Apple Asks U.S. Supreme Court to Overturn Guilty Verdict in E-Books Antitrust Case
Apple is asking the United States Supreme Court to overturn the 2013 U.S. Appellate Court ruling that found the company guilty of conspiring with publishers to inflate the prices of e-books, reports Reuters.
Apple's petition comes following the loss of a June appeal where the U.S. Court of Appeals for the Second Circuit upheld the guilty verdict and maintained Apple violated antitrust laws and colluded with five publishers - HarperCollins, Simon and Schuster, Hachette Book Group, Macmillan, and Penguin - to fix e-book prices and unreasonably restrain trade.
Apple in its petition said the June decision by the 2nd U.S. Circuit Court of Appeals in New York contradicted Supreme Court precedent and would "chill innovation and risktaking."

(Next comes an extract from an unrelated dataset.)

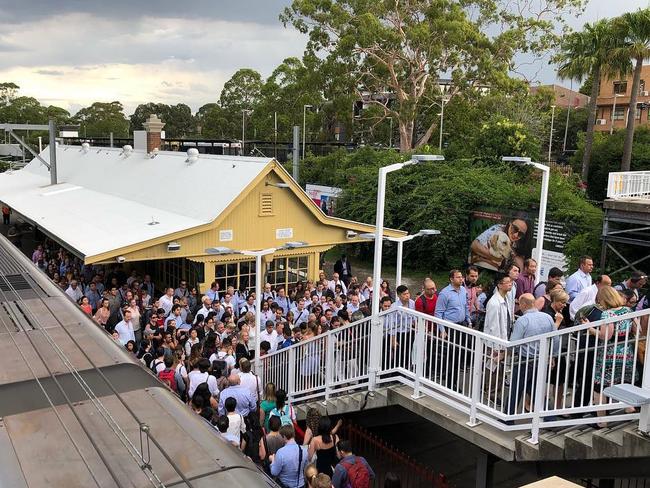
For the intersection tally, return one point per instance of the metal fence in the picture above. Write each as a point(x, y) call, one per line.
point(548, 380)
point(385, 458)
point(629, 184)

"The Second Circuit's decision will harm competition and the national economy," Apple wrote.
Should the U.S. Supreme Court uphold the lower court's verdict, Apple will be forced to pay $450 million as part of a settlement with class action lawyers and state district attorneys, with $400 million of that amount earmarked for consumers. Apple reached the settlement in June of 2014 to avoid a lengthy damages trial, but the payout hinged on the outcome of the company's appeal.
Though Apple was found guilty, the company has maintained its innocence throughout the dispute. In its appeal, Apple said its efforts "kick-started competition" to deliver "higher output, lower price levels, and accelerated innovation."